On Sunday, as the rain subsided and the flash flood waters began to recede, some members of the department took a break at the fire station just south of the city knowing that more work lay ahead.

“We’re just waiting for the river to come up,” said Chief Tommy Baker.

He could have spoken for all of Wayne County, an hour east of Raleigh, where the Neuse River winds its way toward the sea. The river rose quickly Friday and reached a “moderate” flood level on Saturday, according to the National Weather Service. But as the swollen creeks and swamps upstream drained, the river continued to rise even after the rain stopped and is now expected to crest at 26.8 feet sometime on Tuesday.

That’s about three feet shy of the record for the Neuse at Goldsboro, set less than two years ago after Hurricane Matthew. On Saturday, members of the Mar-Mac Fire Department fanned out through the low-lying neighborhoods near the station to knock on doors and hand out flyers that compared the expected flooding to Matthew and urged residents to evacuate.

Baker said he expected most people would heed the warning.

“They remember Matthew,” he said. “It’s still fresh in their brains.”

Numan Herrera didn’t need any persuading to begin moving out of his home in the Edwards Mobile Home Park off Old Grantham Road. Herrera was watching TV with his friend Yobany Castillo when the firefighters knocked on their door Saturday afternoon, and the two men immediately began packing, starting with the TV.
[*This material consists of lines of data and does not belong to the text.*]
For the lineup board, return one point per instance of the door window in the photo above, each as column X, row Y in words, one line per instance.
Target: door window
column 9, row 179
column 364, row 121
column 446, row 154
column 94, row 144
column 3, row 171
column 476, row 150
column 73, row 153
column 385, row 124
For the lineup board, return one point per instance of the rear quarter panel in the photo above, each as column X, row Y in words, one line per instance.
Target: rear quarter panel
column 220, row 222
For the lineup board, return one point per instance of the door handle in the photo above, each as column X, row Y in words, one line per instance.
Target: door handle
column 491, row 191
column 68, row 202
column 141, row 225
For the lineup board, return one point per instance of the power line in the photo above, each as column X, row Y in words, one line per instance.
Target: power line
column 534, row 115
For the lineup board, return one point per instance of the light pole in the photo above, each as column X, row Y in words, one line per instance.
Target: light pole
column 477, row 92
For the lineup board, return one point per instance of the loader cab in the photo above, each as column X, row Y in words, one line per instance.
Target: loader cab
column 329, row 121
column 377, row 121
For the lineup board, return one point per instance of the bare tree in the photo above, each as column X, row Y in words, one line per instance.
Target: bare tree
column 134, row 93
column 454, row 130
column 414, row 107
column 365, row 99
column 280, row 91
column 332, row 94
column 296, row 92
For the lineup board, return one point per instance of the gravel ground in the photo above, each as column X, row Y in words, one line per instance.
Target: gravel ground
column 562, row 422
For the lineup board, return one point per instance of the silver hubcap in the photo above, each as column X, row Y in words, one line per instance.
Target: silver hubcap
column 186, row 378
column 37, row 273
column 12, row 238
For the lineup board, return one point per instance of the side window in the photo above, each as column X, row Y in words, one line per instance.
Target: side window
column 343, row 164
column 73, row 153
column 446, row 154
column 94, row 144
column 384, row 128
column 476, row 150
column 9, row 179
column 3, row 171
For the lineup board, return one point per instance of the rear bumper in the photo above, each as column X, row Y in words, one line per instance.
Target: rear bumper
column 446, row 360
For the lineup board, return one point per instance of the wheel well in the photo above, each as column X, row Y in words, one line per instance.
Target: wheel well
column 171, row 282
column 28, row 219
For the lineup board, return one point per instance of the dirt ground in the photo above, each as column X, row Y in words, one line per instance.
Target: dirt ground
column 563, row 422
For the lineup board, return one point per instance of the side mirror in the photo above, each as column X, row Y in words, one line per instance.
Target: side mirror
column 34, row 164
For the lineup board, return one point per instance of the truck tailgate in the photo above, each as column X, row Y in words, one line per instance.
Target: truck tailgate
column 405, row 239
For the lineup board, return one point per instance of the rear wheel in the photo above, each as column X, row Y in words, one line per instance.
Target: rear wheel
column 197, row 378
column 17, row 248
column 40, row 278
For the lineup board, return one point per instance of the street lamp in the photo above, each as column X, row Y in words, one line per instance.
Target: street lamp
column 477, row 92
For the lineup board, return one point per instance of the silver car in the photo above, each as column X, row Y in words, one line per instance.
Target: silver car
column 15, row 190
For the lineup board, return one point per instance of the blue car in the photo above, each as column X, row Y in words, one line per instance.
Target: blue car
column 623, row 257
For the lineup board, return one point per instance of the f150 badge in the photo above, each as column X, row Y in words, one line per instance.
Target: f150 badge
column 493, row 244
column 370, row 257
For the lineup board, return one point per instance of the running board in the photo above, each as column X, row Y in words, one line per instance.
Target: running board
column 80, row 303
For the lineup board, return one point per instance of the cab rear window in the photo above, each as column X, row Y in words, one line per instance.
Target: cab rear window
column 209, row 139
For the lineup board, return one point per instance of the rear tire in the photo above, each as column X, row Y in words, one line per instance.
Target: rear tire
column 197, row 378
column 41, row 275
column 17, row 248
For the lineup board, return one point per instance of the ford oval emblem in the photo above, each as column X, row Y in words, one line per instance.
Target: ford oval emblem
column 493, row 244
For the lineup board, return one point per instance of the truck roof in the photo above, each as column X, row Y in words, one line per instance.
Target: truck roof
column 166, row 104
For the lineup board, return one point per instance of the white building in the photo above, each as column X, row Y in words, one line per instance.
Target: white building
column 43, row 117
Herrera, a long-haul trucker, was living here when Matthew sent the Neuse over its banks. The river is some 500 yards from the home, off somewhere in the trees, and he never imagined the water would reach it. When the river crested, nearly three feet of water had gotten inside.

“I lost everything,” he said in an interview Sunday.

He has pictures on his phone of volunteers from the N.C. Baptist Men helping rip out the damaged dry wall and of his mother painting the new walls. Altogether, he spent $18,000 and nearly a year to get it ready to move back in. A year later, he was moving what he could into storage, piling furniture onto his dining room table and sleeping in the cab of his truck.

About half of the 99 spaces in the mobile home park are still empty or occupied by homes ruined by Matthew, owner Haywood Outlaw said. He has owned the park for 24 years and remembers when Old Grantham Road and the side streets were lined with houses.

Now there are few houses left, which should reduce the number of people touched by the flood this time. Some never rebuilt after Hurricane Floyd in 1999 and even more sold out to the federal government after Matthew.

“There’s no telling how many houses there were between here and the Burger King” on U.S. 117, he said. “They just got tired of rebuilding.”

Outlaw called one of his tenants, Diane Scott, to warn her about the rising water Sunday. Scott, a traveling surgical nurse from California, had left town Thursday to stay with a friend in Maryland and left her motor home in Goldsboro. She arrived Sunday afternoon to hook her Jeep up to the back and drive the motor home to a hotel in Wilson.

“This is like a horrifying experience for me,” Scott said. “I just got here two weeks ago. Welcome to North Carolina.”